Advisers to Trump were trying to avoid publicly assailing the accuser while hoping that the lack of contemporaneous corroboration for Ford’s account would mean that Senate Republicans could move ahead without addressing it in detail.

More delicately, advisers were privately urging Trump, who has been accused of sexual harassment by more than a dozen women, not to speak out about the allegations against Kavanaugh on Twitter for fear that he would only inflame the situation.

Still, some of the president’s allies on the right excoriated Ford — a registered Democrat — as a partisan. But Democrats and their liberal allies rallied around her, praising her courage and deeming her allegations credible.

Senator Dianne Feinstein of California, the top Democrat on the Judiciary Committee, called the accusations “extremely serious” and said they “bear heavily on Judge Kavanaugh’s character.” She urged critics of his accuser to stop “the attacks and stop shaming her.”

Democrat Senator Patty Murray, went one step further, invoking Anita Hill, who came forward during Justice Clarence Thomas’ 1991 confirmation hearings to accuse him of sexual harassment.
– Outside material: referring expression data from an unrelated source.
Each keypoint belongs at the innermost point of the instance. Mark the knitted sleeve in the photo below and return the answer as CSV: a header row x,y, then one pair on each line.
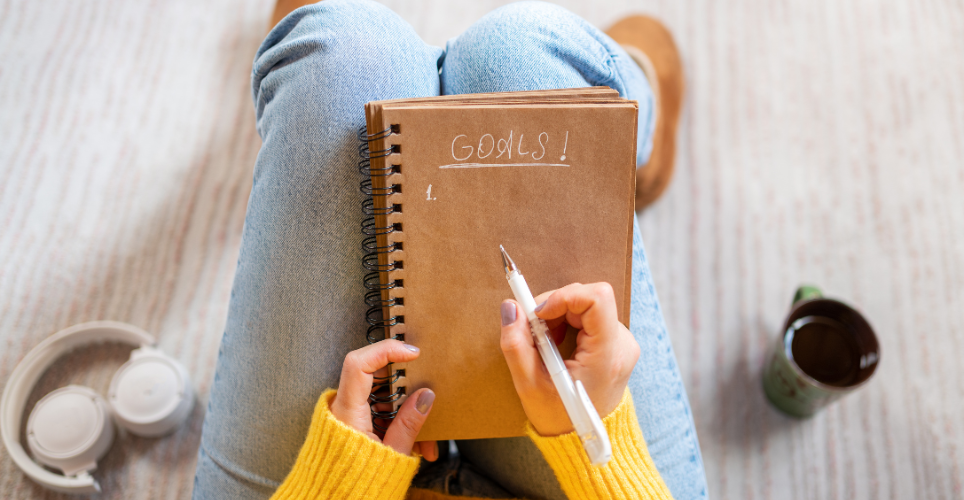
x,y
629,474
340,462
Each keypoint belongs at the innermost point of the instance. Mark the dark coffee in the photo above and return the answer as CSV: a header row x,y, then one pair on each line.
x,y
826,350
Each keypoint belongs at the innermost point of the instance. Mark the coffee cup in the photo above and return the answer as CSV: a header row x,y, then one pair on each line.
x,y
825,350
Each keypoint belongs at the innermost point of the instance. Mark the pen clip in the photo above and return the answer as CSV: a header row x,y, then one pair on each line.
x,y
596,441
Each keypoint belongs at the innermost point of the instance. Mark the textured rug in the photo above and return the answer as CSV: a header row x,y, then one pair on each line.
x,y
821,142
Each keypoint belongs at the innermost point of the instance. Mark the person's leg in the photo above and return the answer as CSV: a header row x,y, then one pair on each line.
x,y
539,46
297,305
533,45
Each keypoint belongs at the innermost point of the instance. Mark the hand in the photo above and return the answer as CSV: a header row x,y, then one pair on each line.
x,y
350,405
604,357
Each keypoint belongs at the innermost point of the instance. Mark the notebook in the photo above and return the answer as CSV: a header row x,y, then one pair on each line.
x,y
548,174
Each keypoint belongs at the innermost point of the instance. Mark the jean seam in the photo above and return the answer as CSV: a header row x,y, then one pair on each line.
x,y
235,470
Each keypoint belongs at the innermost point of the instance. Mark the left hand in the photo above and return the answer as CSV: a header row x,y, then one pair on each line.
x,y
350,405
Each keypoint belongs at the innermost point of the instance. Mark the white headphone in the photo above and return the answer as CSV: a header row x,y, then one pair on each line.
x,y
70,429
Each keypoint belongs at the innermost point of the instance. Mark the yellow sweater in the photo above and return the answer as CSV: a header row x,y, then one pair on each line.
x,y
339,462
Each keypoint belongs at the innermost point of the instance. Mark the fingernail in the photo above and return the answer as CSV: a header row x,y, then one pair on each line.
x,y
425,400
508,313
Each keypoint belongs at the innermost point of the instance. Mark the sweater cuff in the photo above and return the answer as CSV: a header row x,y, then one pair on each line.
x,y
338,461
629,474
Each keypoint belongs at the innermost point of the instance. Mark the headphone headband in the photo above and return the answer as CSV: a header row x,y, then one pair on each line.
x,y
25,376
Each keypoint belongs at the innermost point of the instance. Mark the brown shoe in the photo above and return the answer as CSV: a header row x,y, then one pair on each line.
x,y
650,44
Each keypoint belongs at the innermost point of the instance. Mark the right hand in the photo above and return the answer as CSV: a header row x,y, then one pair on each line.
x,y
604,357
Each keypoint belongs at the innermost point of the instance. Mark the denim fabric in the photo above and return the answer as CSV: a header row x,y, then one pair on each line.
x,y
297,304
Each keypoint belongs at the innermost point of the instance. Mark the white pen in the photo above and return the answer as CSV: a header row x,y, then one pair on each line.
x,y
583,415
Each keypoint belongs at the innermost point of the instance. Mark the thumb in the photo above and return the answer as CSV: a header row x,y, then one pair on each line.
x,y
404,428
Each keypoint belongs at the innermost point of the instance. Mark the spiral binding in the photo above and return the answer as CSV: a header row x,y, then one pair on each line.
x,y
379,327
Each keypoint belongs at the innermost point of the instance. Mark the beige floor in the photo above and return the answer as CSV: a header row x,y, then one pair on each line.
x,y
821,141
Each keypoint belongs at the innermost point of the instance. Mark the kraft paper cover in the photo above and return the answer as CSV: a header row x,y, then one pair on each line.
x,y
551,180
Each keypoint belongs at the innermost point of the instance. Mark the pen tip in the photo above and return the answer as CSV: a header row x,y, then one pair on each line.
x,y
507,261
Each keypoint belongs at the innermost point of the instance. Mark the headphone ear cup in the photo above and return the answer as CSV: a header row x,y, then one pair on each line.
x,y
70,429
151,393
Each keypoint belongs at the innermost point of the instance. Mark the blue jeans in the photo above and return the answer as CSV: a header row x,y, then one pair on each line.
x,y
297,305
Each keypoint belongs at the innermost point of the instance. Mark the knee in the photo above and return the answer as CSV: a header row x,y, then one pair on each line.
x,y
529,16
335,44
526,46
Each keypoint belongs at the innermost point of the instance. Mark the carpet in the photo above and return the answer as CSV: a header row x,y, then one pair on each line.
x,y
821,142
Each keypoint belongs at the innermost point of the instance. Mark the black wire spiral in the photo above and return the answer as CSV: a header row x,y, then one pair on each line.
x,y
378,325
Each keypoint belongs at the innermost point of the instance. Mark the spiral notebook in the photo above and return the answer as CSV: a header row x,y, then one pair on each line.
x,y
548,174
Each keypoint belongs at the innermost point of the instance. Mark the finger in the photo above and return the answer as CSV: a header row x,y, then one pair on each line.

“I was motivated to run for the Senate after watching the truly awful way Anita Hill was treated by an all-male Judiciary Committee interrogating her about the sexual harassment she endured at the hands of now-Justice Clarence Thomas,” Murray said in a statement, adding that the hearings must be delayed.

There is an important difference between the two cases, however: Hill detailed harassment that took place in the workplace, when she and Thomas were adults.

The Post’s article included an interview with Ford’s husband and her lawyer, Debra Katz, and described a therapist’s notes from 2012 in which Ford told of the attack. At Katz’s urging, Ford also underwent a polygraph examination in early August; the retired FBI agent who conducted the examination, Jerry Hanafin, said in an interview Sunday that the results showed “no deception indicated” — in effect, “she was being truthful.”

Her account has also been detailed in a confidential letter that Feinstein has shared with the FBI. She disclosed its existence Thursday, although she had been in possession of it at least since late July.